Ein ehemaliger Waldorflehrer ist heute bei der NPD. Wen wundert´s?

Andreas Molau war Lehrer für Deutsch und Geschichte an der Waldorfschule Braunschweig, heute ist er wissenschaftlicher Mitarbeiter und schulpolitischer Berater der NPD-Landtagsfraktion in Sachsen und Autor der Nazi-Zeitung "Deutsche Stimme". Er ist sich treu geblieben. Volksgeister, "degenerierte Rassen" und phrenologische (also von der Schädelform abgeleitete) Charakterisierungen der Schüler spielen in der Waldorfpädagogik eine Rolle, an niederländischen Waldorfschulen wurde bis vor wenigen Jahren noch Rassenkunde unterrichtet. Viele hätten Molau "von seinem Aussehen" her als linksliberal eingeschätzt, gab sich die esoterikfreundliche "Taz" überrascht. Wer allerdings Informationen über Molau wünschte, die über die Farbe seiner Hose hinausgehen, konnte leicht in Erfahrung bringen, daß er schon früher für die rechtsextremen Zeitschriften "Nation und Europa", "Junge Freiheit" und "Criticon" arbeitete und seine Examensarbeit über die Heldentaten Alfred Rosenbergs geschrieben hat. Der Leiter der Braunschweiger Waldorfschule will nichts geahnt haben, obwohl doch Hausbesuche bei Lehrern und Schülern die Durchsetzung des richtigen Glaubens garantieren sollen.

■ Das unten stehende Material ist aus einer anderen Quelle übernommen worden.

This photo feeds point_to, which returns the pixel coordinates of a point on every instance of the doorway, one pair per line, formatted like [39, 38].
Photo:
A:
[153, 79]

Wenigstens der Geschäftsführer des Bundes der Freien Waldorfschulen, Walter Hiller, sollte Bescheid wissen: Er hat selbst schon für die "Junge Freiheit" geschrieben. Eine anthroposophische, also dem Waldorfguru Steiner wohlwollende Kommission, hat inzwischen immerhin festgestellt, daß mindestens 16 Aussagen aus Steiners Werk nach heutigem Recht als diskriminierend eingestuft werden müssen und 62 besser nicht unkommentiert bleiben sollten. Um das Buch eines Steiner-Schülers mit dem Titel Atlantis und das Rätsel der Eiszeit, in dem ein okkulter Ariermythos beschworen wird, kümmerte sich Ende 2000 das Bundesfamilienministerium per Verbotsantrag. In dem Standardwerk der Waldorflehrerausbildung heißt es: "Der Keim zum Genie ist der arischen Rasse bereits in ihre atlantische Wiege gelegt worden."

Es bleibt aber nicht bei grauer Theorie: Paul Spiegel, der Vorsitzende des Zentralrats der Juden in Deutschland, berichtete vor einigen Jahren über antisemitische Vorfälle an Waldorfschulen - doch Anthroposoph Otto Schily stellt sich, wenn es heikel wird, schützend vor seine Glaubensbrüder. Das Land Niedersachsen hält sich im Fall Molau nicht für zuständig, da Waldorfschulen als private Träger kaum in ihrer Personalpolitik kontrolliert werden können. Darüber hinaus erklärte ein Sprecher des Kultusministeriums, es sei kein Problem, wenn ein NPD-Mann an staatlichen Einrichtungen unterrichte, solange er nicht zu offensiv für seinen Verein werbe. Bei Antifaschisten im Schuldienst ist dies bekanntlich anders.

Molau hat sich in seinem Geschichtsunterricht sicherlich streng an Steiners didaktische Vorgaben gehalten. Dort heißt es z.B.: "Nachdem die Seele durch Geschichtsunterricht gefügig gemacht worden ist, Unterschiede der Volkscharaktere besprechen."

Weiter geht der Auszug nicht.